The Amazing Feat of a Normal Life prompted a lot of questions about why I’m feeling so much better. It’s still the digestive enzyme, diamine oxidase (DAO), that I started in January. (To learn more, read The Post I Never Thought I’d Get to Write and follow the links at the end for more details. If you want to try DAO yourself, you can get it through Amazon. Even though it’s called Histamine Block, it isn’t an antihistamine and doesn’t block histamine.)

I continue to follow a restricted diet, though that’s more about wanting to reintroduce foods slowly and methodically rather than any particular food being a problem. As long as I take DAO, I’m doing great with nearly every food I try (even dairy and wheat). I’ve even tried a few high-histamine foods (with a little extra DAO) and have done fine.
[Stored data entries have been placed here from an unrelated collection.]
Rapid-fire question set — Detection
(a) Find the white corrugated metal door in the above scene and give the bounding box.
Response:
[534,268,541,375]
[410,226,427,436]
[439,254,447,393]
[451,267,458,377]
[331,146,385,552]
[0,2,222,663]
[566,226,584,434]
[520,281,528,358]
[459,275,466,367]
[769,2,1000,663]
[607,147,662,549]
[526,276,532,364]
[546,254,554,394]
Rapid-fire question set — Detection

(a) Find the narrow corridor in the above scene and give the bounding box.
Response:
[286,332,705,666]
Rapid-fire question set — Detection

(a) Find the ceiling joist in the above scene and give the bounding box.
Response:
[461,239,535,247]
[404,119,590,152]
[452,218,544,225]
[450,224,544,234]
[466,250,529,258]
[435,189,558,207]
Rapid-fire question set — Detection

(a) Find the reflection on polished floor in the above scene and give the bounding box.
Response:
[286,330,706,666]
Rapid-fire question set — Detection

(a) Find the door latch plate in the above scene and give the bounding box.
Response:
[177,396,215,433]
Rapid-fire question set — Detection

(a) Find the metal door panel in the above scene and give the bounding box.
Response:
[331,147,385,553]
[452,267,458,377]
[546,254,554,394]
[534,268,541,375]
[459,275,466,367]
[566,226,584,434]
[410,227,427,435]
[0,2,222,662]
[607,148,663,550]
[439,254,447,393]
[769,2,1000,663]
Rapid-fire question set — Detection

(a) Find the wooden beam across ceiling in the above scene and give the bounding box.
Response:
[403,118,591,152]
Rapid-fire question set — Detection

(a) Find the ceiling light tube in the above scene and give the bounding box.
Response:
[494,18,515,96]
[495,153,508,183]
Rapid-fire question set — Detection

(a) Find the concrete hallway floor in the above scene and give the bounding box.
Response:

The other dietary change is that I’m eating most foods on a rotating schedule, leaving two or three days between each time I eat a particular food. I began this when I developed an intolerance to coconut after eating it multiple times a day for months without a problem. This has been a very effective way to vary my diet.

It’s a slow process, but I’m getting almost complete nutrition from the foods I eat (I’m still a little low on calcium). I eat mostly vegetables, though I have salmon a couple times a week and am currently testing eggs and milk.

That’s it. I’m past the three-month placebo window and continue to feel better than I ever thought possible. I know DAO is an unconventional migraine treatment. I know the science behind it is weak. I also know it’s working better for me than anything else I’ve ever tried.